そのあと早織さんは、夕御飯食べていって、と優しく微笑んでから、聞いてくれてありがとう、と言った。
俺はそれに微笑んで立ち上がり、頭を下げて襖を開け、縁側に出る。
ゆっくり休んでください、と言って襖を閉める直前、早織さんが声をかけてきて手が止まる。

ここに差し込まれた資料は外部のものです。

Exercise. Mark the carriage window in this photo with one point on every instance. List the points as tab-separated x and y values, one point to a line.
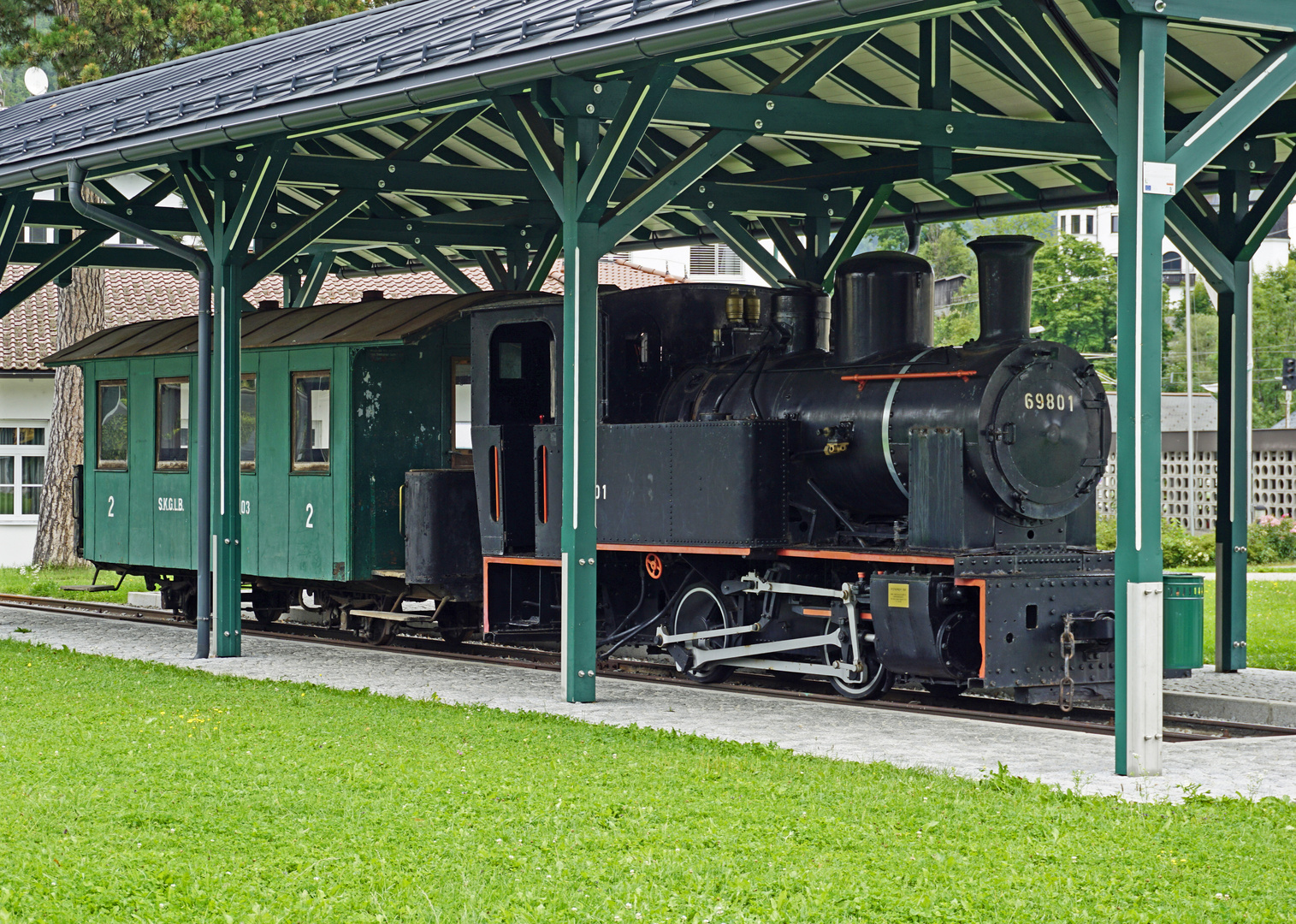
173	423
248	424
112	435
310	422
463	389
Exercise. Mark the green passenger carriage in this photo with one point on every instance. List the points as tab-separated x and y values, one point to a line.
337	403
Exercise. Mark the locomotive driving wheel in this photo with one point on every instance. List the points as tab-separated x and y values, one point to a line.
701	609
871	684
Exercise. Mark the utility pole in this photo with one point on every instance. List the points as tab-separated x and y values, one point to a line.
1288	385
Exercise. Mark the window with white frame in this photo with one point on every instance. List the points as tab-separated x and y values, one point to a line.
22	470
713	259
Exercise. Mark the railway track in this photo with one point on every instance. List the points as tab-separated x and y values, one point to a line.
986	709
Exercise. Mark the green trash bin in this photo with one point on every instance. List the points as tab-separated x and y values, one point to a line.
1182	624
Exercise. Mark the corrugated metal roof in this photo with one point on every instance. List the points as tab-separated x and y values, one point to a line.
402	57
382	320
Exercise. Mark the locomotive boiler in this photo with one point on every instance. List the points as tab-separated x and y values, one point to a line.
994	443
792	486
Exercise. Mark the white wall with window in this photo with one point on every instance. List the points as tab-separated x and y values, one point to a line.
25	402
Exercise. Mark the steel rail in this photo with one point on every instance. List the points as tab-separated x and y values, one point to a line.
983	709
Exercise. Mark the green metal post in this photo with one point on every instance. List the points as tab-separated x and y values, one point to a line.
1138	428
935	91
227	327
1233	507
581	252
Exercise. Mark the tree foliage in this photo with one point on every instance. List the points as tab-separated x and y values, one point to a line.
98	38
1074	294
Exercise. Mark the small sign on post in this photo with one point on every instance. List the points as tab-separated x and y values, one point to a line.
1159	179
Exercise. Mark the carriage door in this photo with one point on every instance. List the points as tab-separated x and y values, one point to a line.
520	400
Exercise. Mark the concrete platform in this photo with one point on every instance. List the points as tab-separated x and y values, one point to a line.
1069	760
1253	695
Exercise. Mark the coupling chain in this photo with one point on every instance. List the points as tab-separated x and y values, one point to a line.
1067	689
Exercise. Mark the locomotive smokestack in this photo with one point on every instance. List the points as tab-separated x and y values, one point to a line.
1006	264
881	304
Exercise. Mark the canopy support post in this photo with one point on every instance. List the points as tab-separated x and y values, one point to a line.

「あの時、酷いことをしてごめんなさいね。私の我が儘だったから」
「仕方ないことです。気にしていませんから」
「ありがとう。諒君───」
するりと襖を閉じて縁側を歩く。道場の方で音がするからまだそこに居るだろうと足を向ける。
頭の中で、早織さんの笑みが思い出される。優しく、儚く、力強い目が真っ直ぐに貫いて。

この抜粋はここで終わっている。